Indoor, in qualsiasi sede, in qualsiasi data, ma a qualunque costo. Gli Internazionali d’Italia si devono giocare. Troppo importante per la Fit, troppi gli introiti, vitali per le casse della Federazione.
Il piano A è “giocarli a Roma, tra settembre e ottobre, durante la nuova stagione sulla terra”. Il presidente della Fit, Angelo Binaghi, non ha perso la speranza di veder disputare gli Internazionali, al momento congelato per la pandemia di Covid-19, sulla terra rossa del Foro Italico.
“Il piano di riserva? A Cagliari a novembre, a Milano sul veloce a dicembre, magari donne e uomini divisi tra Milano e Torino, con finali in sede unica, in una bella unione tra città duramente colpite dal virus. Pur di fare gli Internazionali, accetto anche le porte chiuse”, ha aggiunto in un’intervista a “Il Corriere della Sera” il numero uno della Federtennis.

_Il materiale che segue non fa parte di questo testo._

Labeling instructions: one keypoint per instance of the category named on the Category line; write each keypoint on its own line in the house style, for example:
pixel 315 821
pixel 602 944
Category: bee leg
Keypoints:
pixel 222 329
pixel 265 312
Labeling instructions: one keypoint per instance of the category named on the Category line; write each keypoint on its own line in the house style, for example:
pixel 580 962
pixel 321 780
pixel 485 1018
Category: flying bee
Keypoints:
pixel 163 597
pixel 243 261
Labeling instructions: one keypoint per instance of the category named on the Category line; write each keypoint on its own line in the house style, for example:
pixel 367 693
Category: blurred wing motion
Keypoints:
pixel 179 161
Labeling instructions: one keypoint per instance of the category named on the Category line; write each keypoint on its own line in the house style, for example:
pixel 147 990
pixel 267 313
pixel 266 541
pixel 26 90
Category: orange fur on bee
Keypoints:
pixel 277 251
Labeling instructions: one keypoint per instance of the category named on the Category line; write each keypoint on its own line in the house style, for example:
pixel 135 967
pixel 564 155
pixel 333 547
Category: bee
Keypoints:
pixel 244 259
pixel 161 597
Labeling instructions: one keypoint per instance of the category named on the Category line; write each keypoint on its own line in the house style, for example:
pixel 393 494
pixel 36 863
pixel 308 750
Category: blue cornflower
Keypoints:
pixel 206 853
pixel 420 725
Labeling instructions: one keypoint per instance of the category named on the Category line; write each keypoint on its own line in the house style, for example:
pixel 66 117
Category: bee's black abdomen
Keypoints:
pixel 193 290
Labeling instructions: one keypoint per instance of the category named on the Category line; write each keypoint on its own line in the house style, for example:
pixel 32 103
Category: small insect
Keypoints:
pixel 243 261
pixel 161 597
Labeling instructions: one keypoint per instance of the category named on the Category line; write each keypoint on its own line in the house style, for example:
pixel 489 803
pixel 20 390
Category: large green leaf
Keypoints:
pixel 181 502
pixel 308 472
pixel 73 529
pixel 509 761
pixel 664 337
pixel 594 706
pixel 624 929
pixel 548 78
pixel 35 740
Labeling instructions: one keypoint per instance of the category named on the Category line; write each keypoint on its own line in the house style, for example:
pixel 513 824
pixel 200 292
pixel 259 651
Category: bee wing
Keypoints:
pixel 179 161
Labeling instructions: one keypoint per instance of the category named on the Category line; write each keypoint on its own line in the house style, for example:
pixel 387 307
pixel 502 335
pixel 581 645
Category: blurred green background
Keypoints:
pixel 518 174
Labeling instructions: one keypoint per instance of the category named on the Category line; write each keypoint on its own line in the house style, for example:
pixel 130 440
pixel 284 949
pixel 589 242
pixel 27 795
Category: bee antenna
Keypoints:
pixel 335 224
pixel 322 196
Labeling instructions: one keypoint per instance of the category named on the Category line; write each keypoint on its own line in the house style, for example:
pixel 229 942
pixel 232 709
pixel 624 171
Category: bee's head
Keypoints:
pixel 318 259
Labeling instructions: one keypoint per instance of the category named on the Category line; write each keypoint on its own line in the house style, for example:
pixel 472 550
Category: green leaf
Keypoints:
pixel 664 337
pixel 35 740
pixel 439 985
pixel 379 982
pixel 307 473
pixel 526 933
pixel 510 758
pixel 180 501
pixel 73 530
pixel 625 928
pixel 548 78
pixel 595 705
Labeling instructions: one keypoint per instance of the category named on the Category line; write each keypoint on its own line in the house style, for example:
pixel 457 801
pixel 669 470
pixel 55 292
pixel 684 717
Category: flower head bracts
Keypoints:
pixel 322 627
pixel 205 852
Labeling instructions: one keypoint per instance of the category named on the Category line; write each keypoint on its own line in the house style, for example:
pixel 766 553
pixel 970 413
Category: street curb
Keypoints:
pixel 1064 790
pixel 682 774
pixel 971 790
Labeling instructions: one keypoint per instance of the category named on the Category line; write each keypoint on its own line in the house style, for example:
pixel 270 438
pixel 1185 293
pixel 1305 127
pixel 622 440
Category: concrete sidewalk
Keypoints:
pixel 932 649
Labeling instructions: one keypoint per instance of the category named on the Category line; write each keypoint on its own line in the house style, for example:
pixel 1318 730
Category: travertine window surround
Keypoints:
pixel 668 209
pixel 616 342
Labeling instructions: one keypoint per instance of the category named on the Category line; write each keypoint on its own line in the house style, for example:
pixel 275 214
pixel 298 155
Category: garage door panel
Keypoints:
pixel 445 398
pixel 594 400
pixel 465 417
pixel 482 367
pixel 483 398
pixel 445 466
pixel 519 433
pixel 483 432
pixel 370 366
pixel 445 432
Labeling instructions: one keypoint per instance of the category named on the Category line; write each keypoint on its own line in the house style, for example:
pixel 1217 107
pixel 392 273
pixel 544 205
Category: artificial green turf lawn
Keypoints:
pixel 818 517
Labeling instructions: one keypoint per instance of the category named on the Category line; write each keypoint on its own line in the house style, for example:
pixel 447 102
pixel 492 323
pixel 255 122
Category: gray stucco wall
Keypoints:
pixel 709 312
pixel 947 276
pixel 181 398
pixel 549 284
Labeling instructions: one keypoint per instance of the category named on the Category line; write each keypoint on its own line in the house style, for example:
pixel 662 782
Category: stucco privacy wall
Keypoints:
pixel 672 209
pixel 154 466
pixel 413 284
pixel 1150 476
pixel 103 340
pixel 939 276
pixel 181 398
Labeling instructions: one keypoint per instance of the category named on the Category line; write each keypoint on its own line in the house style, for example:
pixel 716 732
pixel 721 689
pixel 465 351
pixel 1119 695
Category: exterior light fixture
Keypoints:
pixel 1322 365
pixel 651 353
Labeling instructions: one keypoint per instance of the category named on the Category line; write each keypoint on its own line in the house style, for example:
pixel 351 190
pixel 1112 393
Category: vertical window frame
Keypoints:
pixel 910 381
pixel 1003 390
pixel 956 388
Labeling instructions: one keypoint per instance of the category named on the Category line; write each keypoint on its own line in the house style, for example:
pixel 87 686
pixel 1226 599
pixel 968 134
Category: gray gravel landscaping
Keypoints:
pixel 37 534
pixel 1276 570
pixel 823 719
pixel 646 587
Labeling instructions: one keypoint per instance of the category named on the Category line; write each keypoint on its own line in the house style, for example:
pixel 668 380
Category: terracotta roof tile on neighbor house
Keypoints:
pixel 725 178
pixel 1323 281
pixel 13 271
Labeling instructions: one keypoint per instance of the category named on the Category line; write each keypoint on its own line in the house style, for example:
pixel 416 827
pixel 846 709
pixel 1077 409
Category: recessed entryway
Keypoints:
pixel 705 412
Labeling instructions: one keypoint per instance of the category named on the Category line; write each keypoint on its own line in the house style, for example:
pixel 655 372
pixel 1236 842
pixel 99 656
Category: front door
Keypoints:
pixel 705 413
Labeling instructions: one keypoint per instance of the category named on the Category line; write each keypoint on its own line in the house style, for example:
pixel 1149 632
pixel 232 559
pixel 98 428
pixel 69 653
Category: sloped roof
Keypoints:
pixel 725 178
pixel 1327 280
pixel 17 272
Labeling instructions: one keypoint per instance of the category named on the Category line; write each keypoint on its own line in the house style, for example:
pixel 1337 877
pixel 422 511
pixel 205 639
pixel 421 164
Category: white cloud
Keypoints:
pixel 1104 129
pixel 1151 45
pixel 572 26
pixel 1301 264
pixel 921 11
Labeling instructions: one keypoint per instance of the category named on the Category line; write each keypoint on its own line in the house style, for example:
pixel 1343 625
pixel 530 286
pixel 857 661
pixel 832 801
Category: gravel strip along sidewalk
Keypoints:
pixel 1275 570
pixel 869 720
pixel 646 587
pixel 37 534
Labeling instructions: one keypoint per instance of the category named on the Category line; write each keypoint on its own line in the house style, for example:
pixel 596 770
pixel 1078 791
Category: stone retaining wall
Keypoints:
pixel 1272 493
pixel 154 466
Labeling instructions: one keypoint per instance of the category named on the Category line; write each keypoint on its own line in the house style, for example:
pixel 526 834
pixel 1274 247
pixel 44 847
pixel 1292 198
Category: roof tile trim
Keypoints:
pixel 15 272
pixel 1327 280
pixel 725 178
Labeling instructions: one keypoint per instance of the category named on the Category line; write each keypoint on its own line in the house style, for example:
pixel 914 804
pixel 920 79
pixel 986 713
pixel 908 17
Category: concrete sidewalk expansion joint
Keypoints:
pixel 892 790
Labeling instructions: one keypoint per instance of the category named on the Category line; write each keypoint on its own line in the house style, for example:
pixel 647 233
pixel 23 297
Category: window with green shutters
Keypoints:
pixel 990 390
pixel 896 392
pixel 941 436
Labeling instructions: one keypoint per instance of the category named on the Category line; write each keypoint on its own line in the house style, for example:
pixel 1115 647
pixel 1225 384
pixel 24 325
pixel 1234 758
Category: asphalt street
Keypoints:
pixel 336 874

Che, sognando le Atp Finals a Torino già quest’anno (“Ne ho parlato con la Appendino: se Londra non ce la fa, coglieremo l’occasione”), ipotizza già il tennis per il post-coronavirus: “Dovremo essere duttili e innovativi perchè per uno o due anni nulla sarà come prima. I giocatori si raccatteranno palle e asciugamani e non potranno portarsi dietro il clan: si tornerà agli anni di Pietrangeli, atleta e coach”.
“Il pubblico entrerà e uscirà ordinato per file, siederà distanziato, mascherine e gel disinfettante per tutti. Sarà un sistema di qualità e vorrei che il tennis fosse premiato per le sue caratteristiche uniche”. In pratica, il distanziamento sociale dato dalla rete: “Siamo lo sport più sicuro dal punto di vista sanitario: non possono trattarci come le discipline di squadra, di contatto o indoor. Vorrei che, nel riaprire lo sport di base, chi ci governa lo capisse: spogliatoi chiusi, panchine ai lati opposti, gel a ogni cambio di campo. Il tennis – conclude Binaghi – può e deve ripartire appena possibile: ci basta una settimana di preavviso”.